Giter VIP home page Giter VIP logo

wikidata-jskos's Introduction

Wikidata JSKOS

GitHub release API Status License Docker Test npm version standard-readme compliant

Access Wikidata in JSKOS format

This node module provides a web service, a command line client, and a library to access Wikidata in JSKOS format. The data includes Wikidata items as concepts and concept schemes (read) and mappings between Wikidata and other authority files (read and write).

Table of Contents

Background

Wikidata is a large knowledge base with detailed information about all kinds of entities. Mapping its data model to JSKOS data format allows simplified reuse of Wikidata as authority file. This implementation is used in the Cocoda web application but it can also be used independently.

The mapping between Wikidata and JSKOS format includes:

In addition a search service is provided for selecting a Wikidata item with typeahead.

Editing Wikidata mapping statements to other authority files requires authentification via OAuth. The following authority files have been tested succesfully:

  • Basisklassifikation (BK)
  • Regensburg Classification (RVK)
  • Integrated Authority File (GND)
  • Nomisma
  • Iconclass

Other systems (not including DDC) may also work but they have not been converted to JSKOS yet, so they are not provided for browsing in Cocoda.

Install

Docker

The easiest way to run wikidata-jskos is via Docker. Please refer to the Docker documentation.

Node.js

Node.js 18 is required (Node.js 20 recommended).

git clone https://github.com/gbv/wikidata-jskos.git
cd wikidata-jskos
npm ci

Optionally make the command line tool wdjskos available:

npm link

Configuration

You can customize the application settings via a configuration file, e.g. by providing a generic config.json file and/or a more specific config.{env}.json file (where {env} is the environment like development or production). The latter will have precendent over the former, and all missing keys will be defaulted with values from config.default.json.

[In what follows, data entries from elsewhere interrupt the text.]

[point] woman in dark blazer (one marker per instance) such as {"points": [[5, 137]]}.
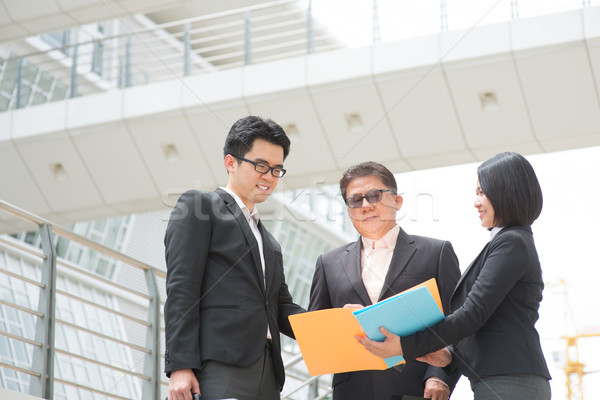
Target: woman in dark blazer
{"points": [[495, 304]]}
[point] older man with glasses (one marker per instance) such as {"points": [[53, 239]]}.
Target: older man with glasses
{"points": [[384, 261]]}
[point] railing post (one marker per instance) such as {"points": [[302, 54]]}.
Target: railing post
{"points": [[313, 390], [44, 328], [514, 9], [20, 82], [443, 16], [74, 72], [186, 48], [247, 47], [309, 29], [128, 61], [376, 35], [151, 389]]}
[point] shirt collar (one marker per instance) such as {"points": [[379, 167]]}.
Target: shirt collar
{"points": [[494, 231], [389, 239], [254, 214]]}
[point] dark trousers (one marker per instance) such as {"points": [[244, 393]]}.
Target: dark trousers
{"points": [[511, 387], [225, 381]]}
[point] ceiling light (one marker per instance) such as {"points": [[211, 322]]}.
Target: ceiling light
{"points": [[489, 101], [355, 124], [58, 172], [171, 153]]}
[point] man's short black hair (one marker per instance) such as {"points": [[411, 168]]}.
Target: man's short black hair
{"points": [[246, 130], [368, 168], [510, 184]]}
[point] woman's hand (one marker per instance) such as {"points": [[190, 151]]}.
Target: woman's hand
{"points": [[439, 358], [354, 306], [388, 348]]}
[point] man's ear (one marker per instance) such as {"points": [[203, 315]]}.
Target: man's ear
{"points": [[229, 163], [398, 200]]}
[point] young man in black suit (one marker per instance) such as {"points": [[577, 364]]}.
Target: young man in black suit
{"points": [[384, 261], [227, 300]]}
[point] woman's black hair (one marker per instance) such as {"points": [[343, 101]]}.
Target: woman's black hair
{"points": [[510, 184]]}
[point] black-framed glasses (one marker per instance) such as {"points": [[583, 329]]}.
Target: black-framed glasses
{"points": [[263, 168], [372, 196]]}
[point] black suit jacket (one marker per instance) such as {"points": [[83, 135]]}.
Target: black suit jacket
{"points": [[494, 310], [217, 306], [338, 281]]}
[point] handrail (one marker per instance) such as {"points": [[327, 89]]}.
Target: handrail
{"points": [[44, 349], [68, 234]]}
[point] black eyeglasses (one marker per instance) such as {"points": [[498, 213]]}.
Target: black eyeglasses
{"points": [[372, 196], [263, 168]]}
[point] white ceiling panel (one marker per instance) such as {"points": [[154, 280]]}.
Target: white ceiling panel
{"points": [[16, 183], [87, 214], [72, 190], [211, 128], [309, 139], [171, 152], [591, 22], [69, 5], [101, 108], [572, 141], [593, 47], [421, 112], [560, 92], [282, 75], [218, 87], [39, 120], [11, 32], [498, 121], [152, 99], [114, 163], [4, 17], [406, 54], [338, 65], [99, 11], [355, 139], [546, 30], [20, 10], [49, 23], [481, 41]]}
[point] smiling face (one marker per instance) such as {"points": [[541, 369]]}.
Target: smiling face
{"points": [[484, 207], [253, 187], [373, 220]]}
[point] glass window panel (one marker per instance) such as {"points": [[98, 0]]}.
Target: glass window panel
{"points": [[4, 103], [38, 98], [45, 81], [59, 92]]}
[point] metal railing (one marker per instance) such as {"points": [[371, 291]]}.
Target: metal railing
{"points": [[137, 50], [59, 338], [45, 348]]}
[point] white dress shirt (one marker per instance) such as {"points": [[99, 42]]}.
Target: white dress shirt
{"points": [[252, 218], [376, 256]]}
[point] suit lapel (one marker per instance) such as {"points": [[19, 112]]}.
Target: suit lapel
{"points": [[470, 268], [403, 252], [351, 264], [269, 256], [246, 230]]}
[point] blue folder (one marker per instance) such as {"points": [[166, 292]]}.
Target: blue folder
{"points": [[404, 314]]}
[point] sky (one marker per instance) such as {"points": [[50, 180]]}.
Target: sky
{"points": [[439, 203]]}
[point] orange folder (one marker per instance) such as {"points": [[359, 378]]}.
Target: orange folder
{"points": [[327, 338]]}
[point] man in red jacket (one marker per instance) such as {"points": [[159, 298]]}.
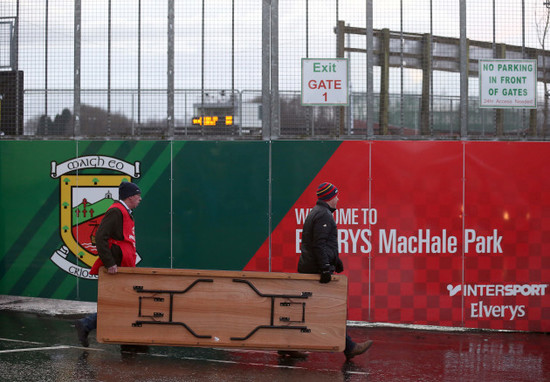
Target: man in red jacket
{"points": [[115, 243]]}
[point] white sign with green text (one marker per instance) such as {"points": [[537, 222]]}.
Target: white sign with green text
{"points": [[508, 84], [324, 81]]}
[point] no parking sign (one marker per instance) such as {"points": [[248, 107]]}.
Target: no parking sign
{"points": [[325, 81]]}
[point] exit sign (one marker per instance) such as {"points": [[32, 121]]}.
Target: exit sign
{"points": [[325, 81]]}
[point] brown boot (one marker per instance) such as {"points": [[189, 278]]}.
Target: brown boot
{"points": [[359, 348]]}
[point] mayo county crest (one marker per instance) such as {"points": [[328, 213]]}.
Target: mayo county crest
{"points": [[84, 200]]}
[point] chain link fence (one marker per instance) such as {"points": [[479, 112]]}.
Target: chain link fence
{"points": [[231, 69]]}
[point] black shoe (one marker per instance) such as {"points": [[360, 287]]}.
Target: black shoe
{"points": [[82, 334], [358, 349], [292, 353]]}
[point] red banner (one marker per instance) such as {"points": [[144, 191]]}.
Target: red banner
{"points": [[435, 233]]}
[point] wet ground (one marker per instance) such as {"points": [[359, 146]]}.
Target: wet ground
{"points": [[45, 348]]}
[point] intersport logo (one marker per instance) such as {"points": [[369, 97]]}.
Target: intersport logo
{"points": [[497, 289]]}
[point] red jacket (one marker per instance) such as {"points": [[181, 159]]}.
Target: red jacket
{"points": [[127, 245]]}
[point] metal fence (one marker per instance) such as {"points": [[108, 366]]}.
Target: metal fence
{"points": [[231, 69]]}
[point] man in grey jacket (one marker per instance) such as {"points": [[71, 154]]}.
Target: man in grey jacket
{"points": [[320, 249]]}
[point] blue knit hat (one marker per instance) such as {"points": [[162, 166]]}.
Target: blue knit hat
{"points": [[127, 189], [326, 191]]}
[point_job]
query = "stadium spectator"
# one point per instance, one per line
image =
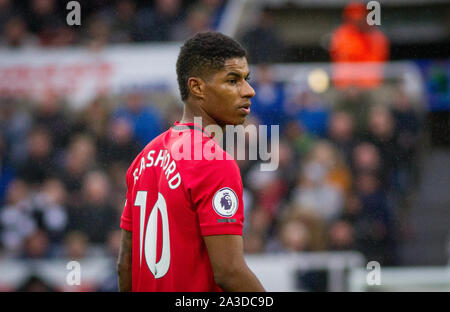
(16, 222)
(382, 134)
(366, 157)
(315, 193)
(375, 226)
(338, 174)
(341, 133)
(353, 42)
(310, 110)
(407, 130)
(146, 121)
(341, 236)
(267, 105)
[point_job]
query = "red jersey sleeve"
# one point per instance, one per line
(216, 192)
(126, 218)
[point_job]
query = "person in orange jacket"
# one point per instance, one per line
(356, 41)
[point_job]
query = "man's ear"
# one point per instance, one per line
(196, 87)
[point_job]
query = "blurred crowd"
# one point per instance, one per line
(342, 182)
(43, 22)
(346, 170)
(347, 166)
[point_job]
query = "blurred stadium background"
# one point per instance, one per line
(363, 111)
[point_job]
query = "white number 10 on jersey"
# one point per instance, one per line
(149, 242)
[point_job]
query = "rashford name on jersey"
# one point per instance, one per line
(163, 160)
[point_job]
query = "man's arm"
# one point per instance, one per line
(231, 273)
(124, 261)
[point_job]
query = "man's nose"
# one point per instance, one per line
(247, 90)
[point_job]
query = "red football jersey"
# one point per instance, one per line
(177, 193)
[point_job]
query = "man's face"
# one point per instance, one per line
(227, 93)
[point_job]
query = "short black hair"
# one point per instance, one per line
(204, 52)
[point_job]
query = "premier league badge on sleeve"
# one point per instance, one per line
(225, 202)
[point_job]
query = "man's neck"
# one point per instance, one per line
(192, 111)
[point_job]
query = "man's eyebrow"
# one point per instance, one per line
(238, 75)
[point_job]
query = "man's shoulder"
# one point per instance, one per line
(156, 143)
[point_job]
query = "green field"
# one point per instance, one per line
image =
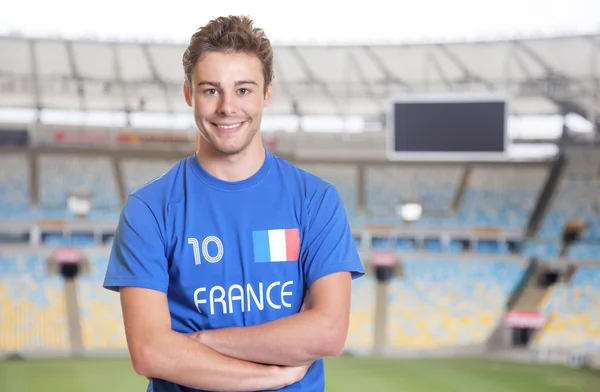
(345, 374)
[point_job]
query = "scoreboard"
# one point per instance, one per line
(452, 126)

All configuration options can also be set via environment variables (.env when running via Node.js or using environment or env_file in Docker Compose).

Some notes:

  • To use a custom Wikibase instance, you can set the subkeys of the wikibase property. Both instance and sparqlEnpoint are necessary. By default, Wikidata is used.
  • wikidata-jskos supports saving, editing, and deleting mappings in Wikidata. To enable this, you will need to provide auth.algorithm and auth.key (algorithm and key to decode the JWT, usually coming from login-server), as well as oauth.consumer_key and oauth.consumer_secret (for your registered OAuth consumer).
  • auth.key/AUTH_KEY contain line breaks. In JSON, these can simply be set as \n. When using .env or env_file, the whole key needs to be double-quoted ("-----BEGIN PUBLIC KEY-----\n..."). To set AUTH_KEY directly in docker-compose.yml via environment, please look at the included docker-compose.yml file or refer to this StackOverflow answer.
  • Please provide a baseUrl when used in production. If no baseUrl is provided, http://localhost:${port}/ will be used.
  • List of all available configuration options:
config.json key environment variable default value
title TITLE Wikidata JSKOS Service
wikibase.instance WIKIBASE_INSTANCE https://www.wikidata.org
wikibase.sparqlEndpoint WIKIBASE_SPARQL https://query.wikidata.org/sparql
wikibase.api WIKIBASE_API ${wikibase.instance}/w/api.php
verbosity VERBOSITY false
baseUrl BASE_URL http://localhost:${port}/
port PORT 2013
auth.algorithm AUTH_ALGORITHM HS256
auth.key AUTH_KEY null
oauth.consumer_key OAUTH_KEY null
oauth.consumer_secret OAUTH_SECRET null

Usage

Run Server

For development serve with hot reload and auto reconnect at http://localhost:2013/:

npm run start

Deployment

For deployment there is a config file to use with pm2:

cp ecosystem.example.json ecosystem.config.json
pm2 start ecosystem.config.json

To update concept schemes, regularly run:

npm run update

Web Service

An instance is available at https://coli-conc.gbv.de/services/wikidata/. The service provides selected endpoints of JSKOS API.

Authentication

The following endpoints require an authenticated user:

Authentication works via a JWT (JSON Web Token). The JWT has to be provided as a Bearer token in the authentication header, e.g. Authentication: Bearer <token>. It is integrated with login-server and the JWT is required to have the same format as the one login-server provides. Specifically, the OAuth token and secret for the user need to be provided as follows:

{
  "user": {
    "identities": {
      "wikidata": {
        "oauth": {
          "token": "..",
          "token_secret": "..."
        }
      }
    }
  }
}

There are more properties in the JWT, but those are not used by wikidata-jskos. Note that the JWT needs to be signed with the respective private key for the public key provided in the configuration. Also, the OAuth user token and secret need to come from the same OAuth consumer provided in the config.

GET /status

Returns a JSKOS API status object. See JSKOS Server for details.

GET /concepts

Look up Wikidata items as JSKOS Concepts by their entity URI or QID.

  • URL Params

    uri=[uri] URIs for concepts separated by |.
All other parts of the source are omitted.